The wood itself is a _point d'appui_, or fortified post. One has to
take precautions, even two or three miles behind the main firing line.
A series of trenches zigzags in and out among the trees, and barbed
wire is interlaced with the undergrowth. In the farthermost corner
lies an improvised cemetery. Some of the inscriptions on the little
wooden crosses are only three days old. Merely to read a few of these
touches the imagination and stirs the blood. Here you may see the
names of English Tommies and Highland Jocks, side by side with their
Canadian kith and kin. A little apart lie more graves, surmounted by
epitaphs written in strange characters, such as few white men can
read. These are the Indian troops.
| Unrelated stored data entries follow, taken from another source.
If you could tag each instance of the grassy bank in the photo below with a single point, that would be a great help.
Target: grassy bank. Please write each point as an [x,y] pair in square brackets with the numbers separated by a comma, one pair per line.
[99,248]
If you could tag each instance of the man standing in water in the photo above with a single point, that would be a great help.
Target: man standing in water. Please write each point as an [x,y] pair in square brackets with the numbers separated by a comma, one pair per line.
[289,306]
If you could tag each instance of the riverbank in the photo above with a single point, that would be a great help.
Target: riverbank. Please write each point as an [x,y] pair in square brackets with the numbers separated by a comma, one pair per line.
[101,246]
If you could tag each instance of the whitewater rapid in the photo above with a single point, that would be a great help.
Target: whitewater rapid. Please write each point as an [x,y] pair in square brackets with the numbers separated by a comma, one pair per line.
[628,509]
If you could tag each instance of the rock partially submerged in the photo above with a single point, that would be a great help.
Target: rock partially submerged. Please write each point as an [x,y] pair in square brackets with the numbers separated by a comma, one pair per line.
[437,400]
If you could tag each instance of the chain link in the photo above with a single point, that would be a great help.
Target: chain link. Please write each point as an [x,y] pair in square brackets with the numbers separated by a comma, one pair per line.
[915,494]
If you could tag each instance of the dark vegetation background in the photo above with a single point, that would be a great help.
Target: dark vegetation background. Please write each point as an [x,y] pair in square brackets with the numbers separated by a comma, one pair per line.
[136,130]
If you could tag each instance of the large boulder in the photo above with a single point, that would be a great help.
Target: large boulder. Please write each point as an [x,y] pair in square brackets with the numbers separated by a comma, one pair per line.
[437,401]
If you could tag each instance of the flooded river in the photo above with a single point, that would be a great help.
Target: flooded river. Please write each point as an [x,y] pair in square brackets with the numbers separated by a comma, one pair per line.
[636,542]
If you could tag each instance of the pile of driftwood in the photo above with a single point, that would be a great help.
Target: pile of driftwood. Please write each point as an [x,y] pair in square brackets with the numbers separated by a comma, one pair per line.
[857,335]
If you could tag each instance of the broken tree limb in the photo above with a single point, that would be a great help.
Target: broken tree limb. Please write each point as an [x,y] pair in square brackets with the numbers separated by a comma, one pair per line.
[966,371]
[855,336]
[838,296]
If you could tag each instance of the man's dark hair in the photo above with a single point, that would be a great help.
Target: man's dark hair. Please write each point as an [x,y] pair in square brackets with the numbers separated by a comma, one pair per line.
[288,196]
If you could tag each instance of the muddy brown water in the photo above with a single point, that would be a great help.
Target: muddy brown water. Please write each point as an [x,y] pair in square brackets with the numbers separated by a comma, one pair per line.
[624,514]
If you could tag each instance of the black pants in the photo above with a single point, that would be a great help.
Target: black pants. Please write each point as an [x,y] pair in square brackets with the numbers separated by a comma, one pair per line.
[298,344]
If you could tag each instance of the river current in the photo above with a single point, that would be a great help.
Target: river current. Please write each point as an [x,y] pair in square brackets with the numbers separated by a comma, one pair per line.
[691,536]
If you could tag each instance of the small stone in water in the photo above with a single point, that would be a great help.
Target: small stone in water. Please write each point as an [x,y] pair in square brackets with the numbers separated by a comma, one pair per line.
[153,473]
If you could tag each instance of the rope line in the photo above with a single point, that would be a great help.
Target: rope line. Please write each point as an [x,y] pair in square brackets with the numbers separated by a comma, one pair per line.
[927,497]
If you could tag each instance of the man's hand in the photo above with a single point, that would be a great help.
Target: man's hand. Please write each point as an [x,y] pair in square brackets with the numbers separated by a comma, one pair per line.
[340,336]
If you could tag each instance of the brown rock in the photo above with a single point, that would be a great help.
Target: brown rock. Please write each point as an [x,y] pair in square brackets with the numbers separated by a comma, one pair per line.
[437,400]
There they lie, side by side--the
mute wastage of war, but a living testimony, even in their last
sleep, to the breadth and unity of the British Empire. The great,
machine-made Empire of Germany can show no such graves: when her
soldiers die, they sleep alone.
The Church of England service had come last of all. Late in the
afternoon a youthful and red-faced chaplain had arrived on a bicycle,
to find a party of officers and men lying in the shade of a broad
oak waiting for him. (They were a small party: naturally, the great
majority of the regiment are what the identity-discs call "Pres" or
"R.C.")
"Sorry to be late, sir," he said to the senior officer, saluting.